Oleh: Rania Fitri Nur Rizka

(Internship Advokat Konstitusi) 

Semenjak kemunculannya, internet terus berkembang sebagai tempat berkomunikasi dan penyebaran informasi yang mampu mempengaruhi banyak kehidupan masyarakat. Akses tanpa batas dari segi ruang dan waktu membuat internet menjadi alat yang efektif sebagai sarana berekspresi, sosialisasi, dan mendapatkan informasi. Sarana-sarana tersebut tersedia karena hadirnya akses yang memadai terhadap  internet  dan menjadi wujud dari pemenuhan hak atas informasi, berekspresi, serta mengemukakan pendapat. Akan tetapi akses dari internet ini juga menghasilkan dampak negatif berupa ujaran kebencian, rasisme, pornografi, pelanggaran atas privasi, dan lainnya, yang kemudian menjadi perhatian pemerintah. 

Pasca wacana revisi Undang-Undang No. 19 tahun 2016 tentang Perubahan Undang-Undang No. 11 tahun 2008 tentang Informasi dan Transaksi Elektronik (ITE) dengan pasalnya yang multitafsir berkaitan dengan pencemaran nama baik dinaikan pemerintah, kekhawatiran akan kebebasan untuk berpendapat dan berekspresi masih belum dapat turun.
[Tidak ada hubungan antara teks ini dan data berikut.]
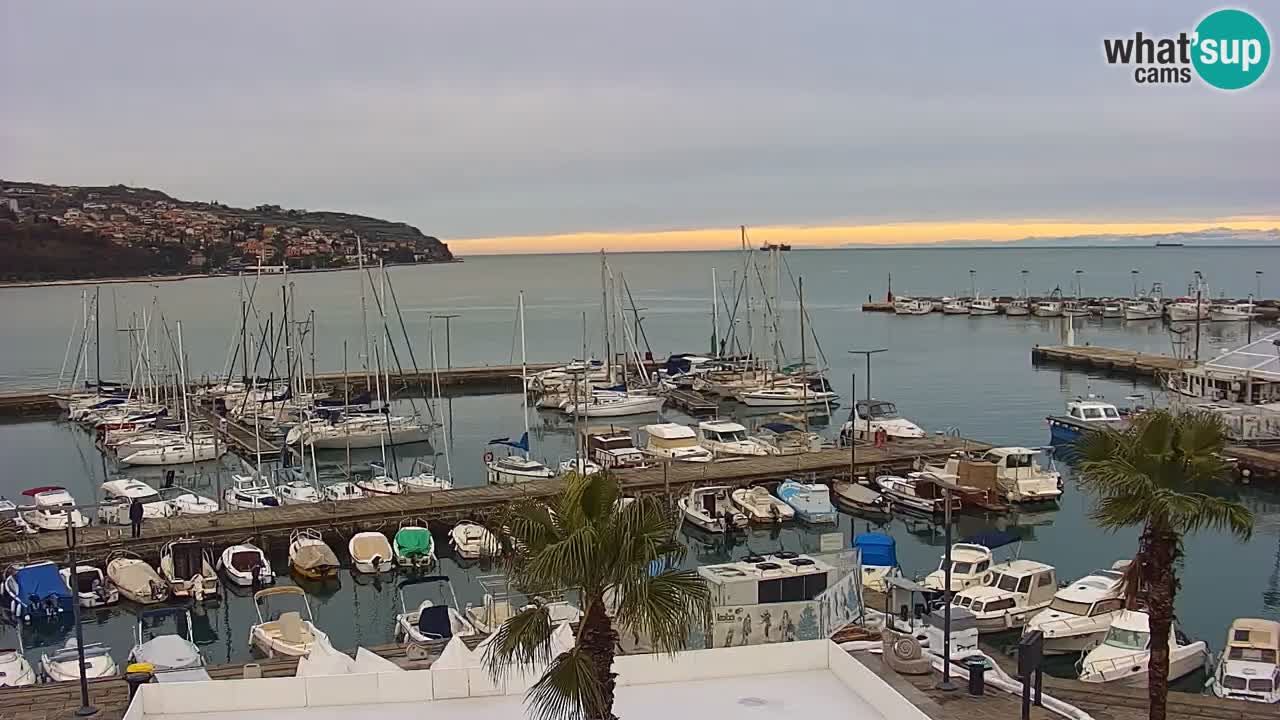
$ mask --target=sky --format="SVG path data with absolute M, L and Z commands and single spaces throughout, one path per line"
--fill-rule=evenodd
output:
M 1227 93 L 1103 59 L 1217 7 L 0 0 L 0 176 L 461 254 L 1274 228 L 1274 68 Z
Pasalnya rencana tersebut sempat dilanjut dengan kemunculan rencana lain berupa penyusunan interpretasi UU ITE oleh pemerintah, dan pengaktifan polisi virtual oleh POLRI. Agenda-agenda tersebut pasalnya semakin mengarah pada besarnya intervensi negara pada konten-konten yang ada di internet dalam hal ini media sosial.